Any kind of multicast/broadcast over Wi-Fi is going to be slow because Wi-Fi requires multicasts and broadcasts to be sent at a kind of "lowest common denominator" transmission speed.

UDP has nothing to do with it. The only reason UDP gets mentioned is because UDP is capable of being multicast or broadcast. TCP, in contrast, is strictly point-to-point; it can only be unicast. So it's not a UDP vs. TCP thing, it's a multicast/broadcast vs. unicast thing.

Unicasts of any kind (TCP, UDP, or otherwise) will likely be transmitted over Wi-Fi at much higher rates than multicasts or broadcasts of any kind.

Good 802.11n or 802.11ac implementations can achieve unicast TCP throughputs of 70% or even barely 80% of the PHY rate. Of course, the PHY rates can vary widely depending on what flavors of 802.11n or 802.11ac your APs and clients support, how clean the channel is, the distances involved, etc.

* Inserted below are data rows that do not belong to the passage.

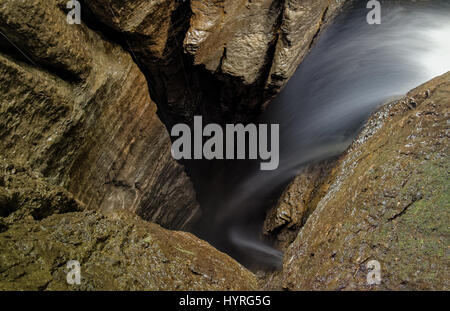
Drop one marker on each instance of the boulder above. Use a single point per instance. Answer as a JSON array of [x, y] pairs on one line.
[[388, 200]]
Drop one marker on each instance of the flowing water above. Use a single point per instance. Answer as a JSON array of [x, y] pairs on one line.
[[353, 68]]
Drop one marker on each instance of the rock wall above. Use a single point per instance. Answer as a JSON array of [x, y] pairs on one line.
[[76, 109], [43, 227], [224, 59], [387, 199]]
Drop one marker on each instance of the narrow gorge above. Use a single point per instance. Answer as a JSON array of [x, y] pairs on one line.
[[87, 172]]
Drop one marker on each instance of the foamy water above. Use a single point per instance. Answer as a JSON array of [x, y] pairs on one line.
[[353, 68]]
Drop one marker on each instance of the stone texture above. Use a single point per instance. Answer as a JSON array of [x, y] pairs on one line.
[[302, 23], [42, 228], [297, 203], [388, 201], [223, 59], [76, 109]]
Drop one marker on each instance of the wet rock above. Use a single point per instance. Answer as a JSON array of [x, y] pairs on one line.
[[221, 59], [297, 203], [387, 201], [76, 109], [116, 251]]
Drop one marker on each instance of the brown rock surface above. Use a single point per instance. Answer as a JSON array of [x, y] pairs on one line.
[[388, 201], [42, 228], [298, 202], [223, 58], [76, 109]]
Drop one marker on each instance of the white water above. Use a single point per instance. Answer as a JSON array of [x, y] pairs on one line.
[[353, 68]]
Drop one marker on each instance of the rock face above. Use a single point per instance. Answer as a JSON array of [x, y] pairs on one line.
[[76, 109], [388, 200], [297, 203], [223, 59], [42, 228]]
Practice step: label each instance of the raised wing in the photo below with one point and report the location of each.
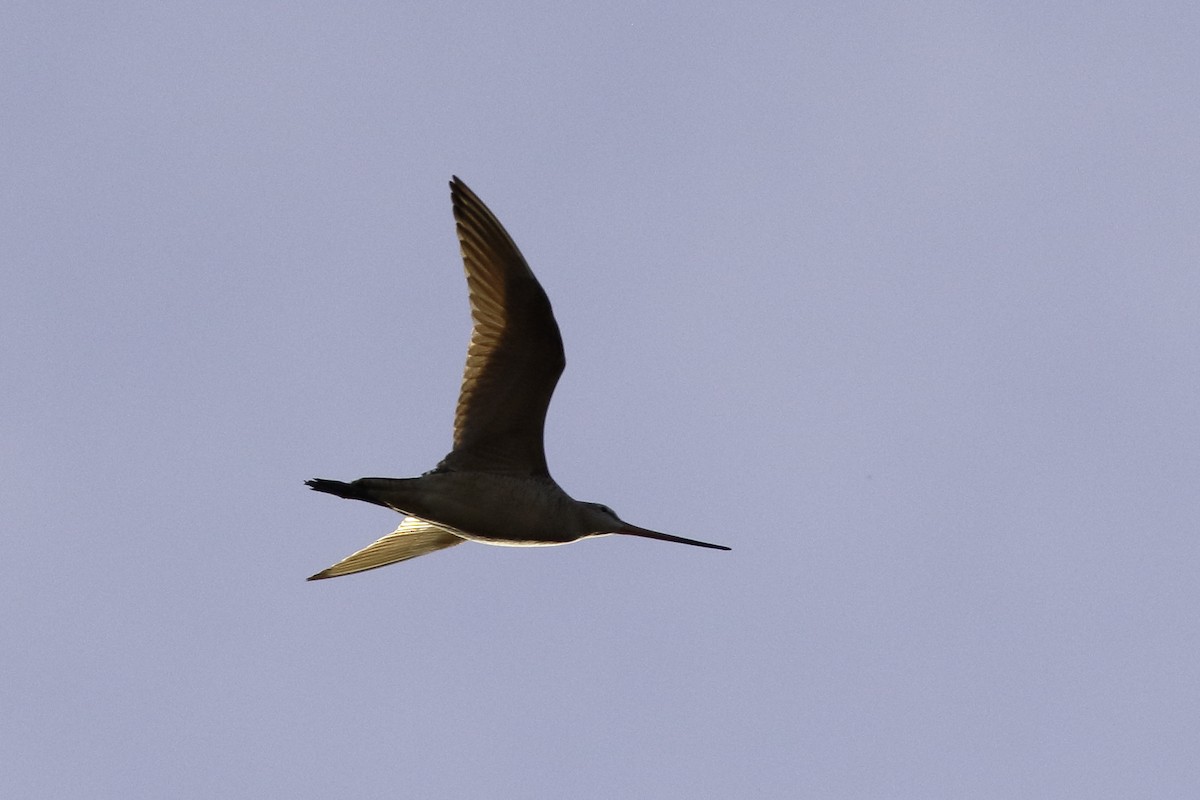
(412, 539)
(515, 355)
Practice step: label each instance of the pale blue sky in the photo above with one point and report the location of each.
(901, 302)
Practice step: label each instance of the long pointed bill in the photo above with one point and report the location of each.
(634, 530)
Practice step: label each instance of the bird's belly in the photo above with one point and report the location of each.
(498, 510)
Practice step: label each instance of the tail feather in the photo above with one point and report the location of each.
(379, 491)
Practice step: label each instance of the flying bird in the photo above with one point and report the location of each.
(493, 487)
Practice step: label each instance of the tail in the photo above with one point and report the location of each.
(381, 491)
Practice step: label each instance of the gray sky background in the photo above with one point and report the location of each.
(901, 302)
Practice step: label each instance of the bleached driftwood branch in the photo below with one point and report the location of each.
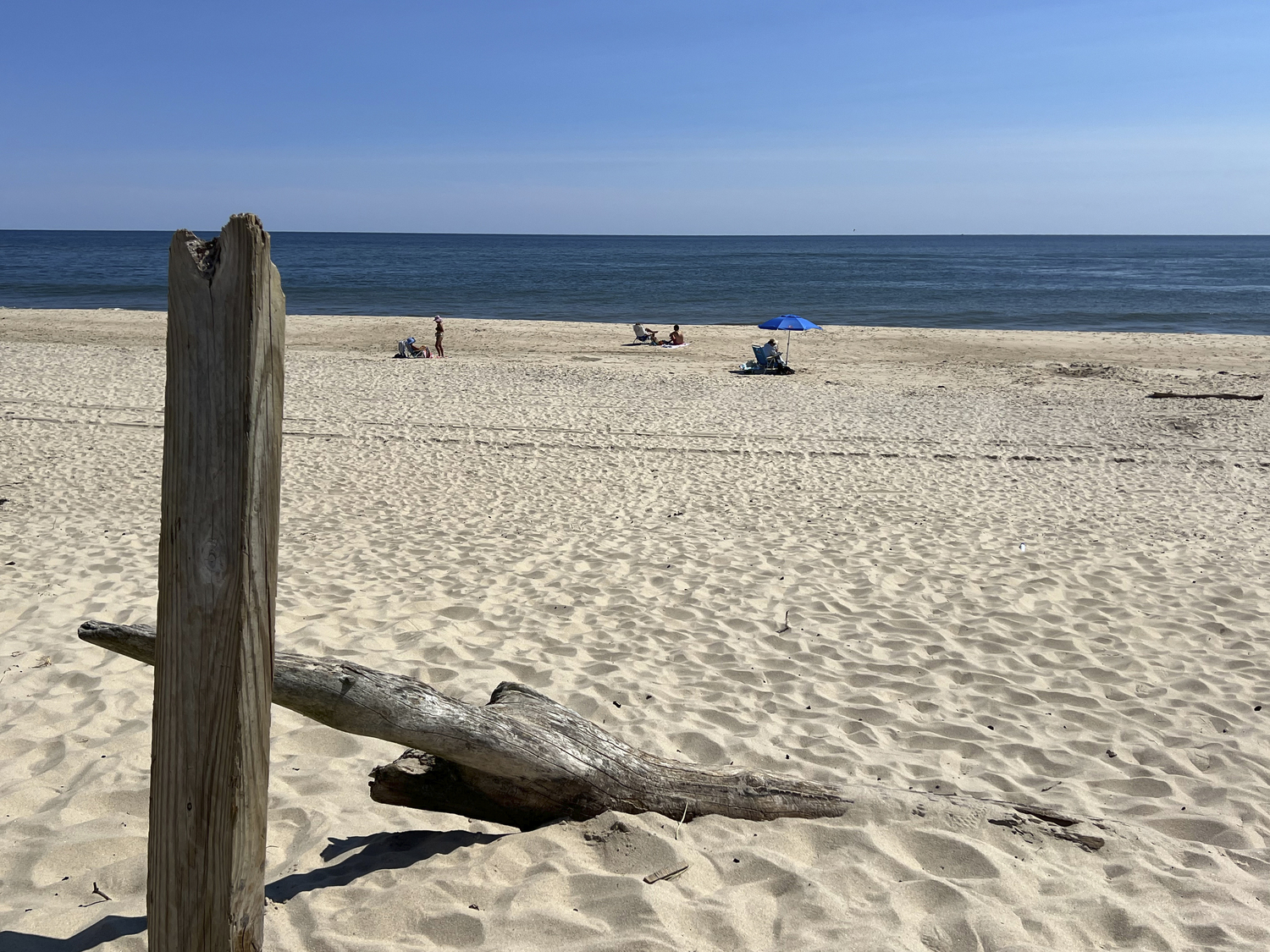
(523, 759)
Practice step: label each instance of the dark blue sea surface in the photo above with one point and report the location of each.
(1142, 283)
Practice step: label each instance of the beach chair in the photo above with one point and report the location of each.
(767, 360)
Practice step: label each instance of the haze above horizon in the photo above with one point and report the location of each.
(706, 118)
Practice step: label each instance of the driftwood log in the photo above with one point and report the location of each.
(1170, 395)
(526, 761)
(522, 759)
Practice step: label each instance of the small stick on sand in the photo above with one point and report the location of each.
(670, 872)
(1204, 396)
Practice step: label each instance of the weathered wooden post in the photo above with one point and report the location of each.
(218, 581)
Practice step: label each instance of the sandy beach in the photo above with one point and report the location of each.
(975, 563)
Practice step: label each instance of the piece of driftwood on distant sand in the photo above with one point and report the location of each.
(525, 761)
(1170, 395)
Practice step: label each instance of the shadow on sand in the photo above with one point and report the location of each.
(380, 850)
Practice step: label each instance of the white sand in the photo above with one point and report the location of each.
(615, 523)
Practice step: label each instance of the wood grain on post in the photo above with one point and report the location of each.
(218, 581)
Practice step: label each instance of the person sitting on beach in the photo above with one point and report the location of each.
(408, 348)
(645, 335)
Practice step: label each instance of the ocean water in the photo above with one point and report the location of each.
(1145, 283)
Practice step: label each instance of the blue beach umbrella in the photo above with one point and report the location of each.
(787, 322)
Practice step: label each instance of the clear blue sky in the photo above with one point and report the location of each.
(889, 117)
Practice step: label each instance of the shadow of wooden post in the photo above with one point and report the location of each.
(218, 581)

802.11g and earlier don't support frame aggregation and thus aren't as efficient. They usually get a little less than 50% efficiency, or maybe a little more than 50% if they support a vendor-proprietary form of frame pseudo-aggregation ("frame bursting").

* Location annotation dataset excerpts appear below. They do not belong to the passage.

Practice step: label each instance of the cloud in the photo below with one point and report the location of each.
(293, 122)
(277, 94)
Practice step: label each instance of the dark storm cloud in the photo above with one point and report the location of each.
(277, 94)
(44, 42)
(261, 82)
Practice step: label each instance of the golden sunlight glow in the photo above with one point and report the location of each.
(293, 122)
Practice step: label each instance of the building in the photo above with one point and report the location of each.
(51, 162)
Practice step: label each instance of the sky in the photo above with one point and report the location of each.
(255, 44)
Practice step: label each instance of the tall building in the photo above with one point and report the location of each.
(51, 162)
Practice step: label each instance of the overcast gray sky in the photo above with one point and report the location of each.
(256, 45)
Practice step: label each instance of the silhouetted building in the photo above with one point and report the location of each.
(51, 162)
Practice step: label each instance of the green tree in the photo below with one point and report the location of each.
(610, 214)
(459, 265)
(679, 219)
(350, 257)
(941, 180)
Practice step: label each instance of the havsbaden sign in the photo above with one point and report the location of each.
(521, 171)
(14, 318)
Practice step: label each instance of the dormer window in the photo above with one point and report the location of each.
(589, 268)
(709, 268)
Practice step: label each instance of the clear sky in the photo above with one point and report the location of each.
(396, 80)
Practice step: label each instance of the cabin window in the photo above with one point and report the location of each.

In all cases, UDP unicasts can get a few percent higher efficiency than TCP because whereas TCP is designed to go as fast as possible without compounding congestion, UDP-based protocols can try to go as fast as possible even if they make congestion worse. So even a well-implemented, finely-tuned TCP stack may occasionally back off in the face of congestion and packet loss, whereas UDP will blast continuously.

If you have high-quality 802.11n or 802.11ac gear and aren't seeing 70-80% efficiency (that is, TCP-over-IPv4 throughputs of 70-80% of the 802.11 PHY rate that you're getting given your RF conditions), then you probably have a buggy TCP stack or need to do some TCP tuning. TCP window size tuning is the first thing to look at. Consider setting a 2 MiB TCP window size.